4. Form: Resin > Capsule > Powder
Every published human clinical trial on shilajit — Pandit 2016 in Andrologia, Keller 2019 in the Journal of the International Society of Sports Nutrition, Biswas 2010 — used purified resin form. Not capsules. Not powders. Capsules introduce fillers like gum acacia, cellulose, and magnesium stearate, and powders may be blended with carrier substrates or extracted in ways that aren’t standardised against the original resin’s potency. Fillers also throw off bioavailability calculations — a 500 mg capsule might actually contain 250 mg of shilajit equivalent, but you’d have no way to know without the encapsulation specification.
If a brand sells capsule or powder form, two fair questions to ask:
- What is the resin-equivalent dose per capsule?
- Was the fulvic acid percentage measured pre- or post-encapsulation?
If the brand can’t answer either clearly, treat the product as unverified.
5. Recent batch date and accredited lab
A COA dated more than 12 months ago is stale.

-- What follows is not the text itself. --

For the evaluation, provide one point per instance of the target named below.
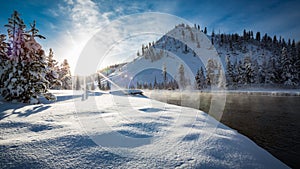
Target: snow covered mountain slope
(182, 45)
(115, 131)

Brands manufacturing in volume produce new batches every few weeks; an old COA may not reflect what’s in the jar you’re about to buy. Sourcing regions, harvester chains, and purification protocols can all drift between batches, and a year-old COA could be from material harvested before any of those changes. Ask for the current batch’s report.
The testing lab matters too. Look for NABL accreditation (India’s National Accreditation Board for Testing and Calibration Laboratories) or international accreditation from Eurofins, SGS, or Intertek. These accreditation bodies require labs to demonstrate measurement traceability and audit history. A lab name you’ve never heard of, or one that doesn’t appear on accreditation databases, is a flag worth investigating before purchase.
A simple buyer protocol
You don’t need to memorise lab chemistry to protect yourself. Use this four-question checklist before any shilajit purchase, online or in-store:
- Can the brand email you the current batch’s COA within 24 hours? If no, walk away.
- Does the COA show HPLC fulvic acid percentage AND ICP-MS heavy metal results? If only one of those is present, ask why.
- Is the testing lab NABL-accredited or internationally recognised? Check the lab name on the accreditation body’s website.
- Does the brand publish sourcing details — altitude, region, harvester chain, shodhana method? Vague “Himalayan origin” claims without specifics are a soft flag.
Brands that publish Eurofins-tested shilajit COAs publicly — without making you ask — make this verification effortless. The same standard applies regardless of brand: the lab paperwork is the gating signal, not the marketing.
The bottom line
Shilajit can be a genuinely useful Rasayana addition for many healthy adults, with real RCT data behind dose ranges of 250–500 mg per day. But the category has firm contraindications too: pregnancy, breastfeeding, hemochromatosis (iron-overload disorder), active gout, and concurrent use of lithium or testosterone replacement therapy all warrant a conversation with your doctor before starting. What you take matters more than whether you take it. Spending ten minutes verifying a Certificate of Analysis before purchase avoids 95% of the heavy-metal and counterfeit risks the category is known for.